Die Analyse bringt weitere interessante Ergebnisse hervor. So stünden die Guides hinsichtlich ihres Bemühens um eine angemessene Sprache vor einer kaum lösbaren Aufgabe. Bei der Verwendung zeitgenössischer Ausdrücke müssten sie befürchten, dass dadurch nicht gewollte Deutungen übermittelt werden. Es werde beispielsweise nicht nur über ein klischeehaftes Judenbild aufgeklärt; zugleich werde möglicherweise genau dieses Bild tradiert und damit die Sicht der Täter verlängert.
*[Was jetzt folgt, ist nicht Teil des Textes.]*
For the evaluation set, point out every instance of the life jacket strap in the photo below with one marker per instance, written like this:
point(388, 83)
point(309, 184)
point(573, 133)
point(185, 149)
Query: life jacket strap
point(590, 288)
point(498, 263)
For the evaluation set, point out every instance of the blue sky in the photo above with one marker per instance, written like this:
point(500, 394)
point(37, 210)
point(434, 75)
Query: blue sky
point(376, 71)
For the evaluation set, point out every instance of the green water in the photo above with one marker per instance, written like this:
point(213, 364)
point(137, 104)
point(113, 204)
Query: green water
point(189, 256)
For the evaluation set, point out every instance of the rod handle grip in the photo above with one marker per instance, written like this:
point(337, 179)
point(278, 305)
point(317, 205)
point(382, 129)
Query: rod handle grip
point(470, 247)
Benutzten die Guides hingegen die jeweils aktuell für angemessen befundene Sprache, komme es zu einer enthistorisierten Erzählung.

Während das Bild der Täter unbestimmt bleibe, würden die Verfolgten sakralisiert. Erzählungen, in denen sie moralisch uneindeutig handeln, seien selten, und an Quellen aus Opferperspektive würden nicht die üblichen Maßstäbe historischer Quellenkritik angelegt. Gudehus verdeutlicht dabei überzeugend das Spannungsfeld der verschiedenen Aufgaben und Ziele – Gedenken, Forschen, Mahnen, Dokumentieren –, in dem sich Gedenkstättenarbeit vollzieht. Seine Beobachtung, dass bei Führungen im Haus der Wannsee-Konferenz anders als in den übrigen Gedenkstätten mehr Wert auf die Erklärung des Geschehens als auf Lehren für die Gegenwart gelegt werde, zeigt das besondere pädagogische Potenzial von so genannten Täterorten, deutet aber möglicherweise auch auf Qualitätsunterschiede der pädagogischen Arbeit hin.

Zu den Konsequenzen seiner Untersuchungsergebnisse für die Gedenkstättenpraxis äußert sich Gudehus zurückhaltend. Er empfiehlt, das Geschehen zunächst genau zu beschreiben und sich in der normativen Ausrichtung der Führungen zurückzunehmen. Das Bewusstsein für historisch-gesellschaftliche Einflüsse auf die Konstruktion der Vergangenheit sollte nicht allein durch Bezugnahme auf den früheren, oft kritikwürdigen Umgang mit der Vergangenheit sensibilisiert werden, sondern auch durch einen selbstkritischen Blick auf die eigene Arbeit.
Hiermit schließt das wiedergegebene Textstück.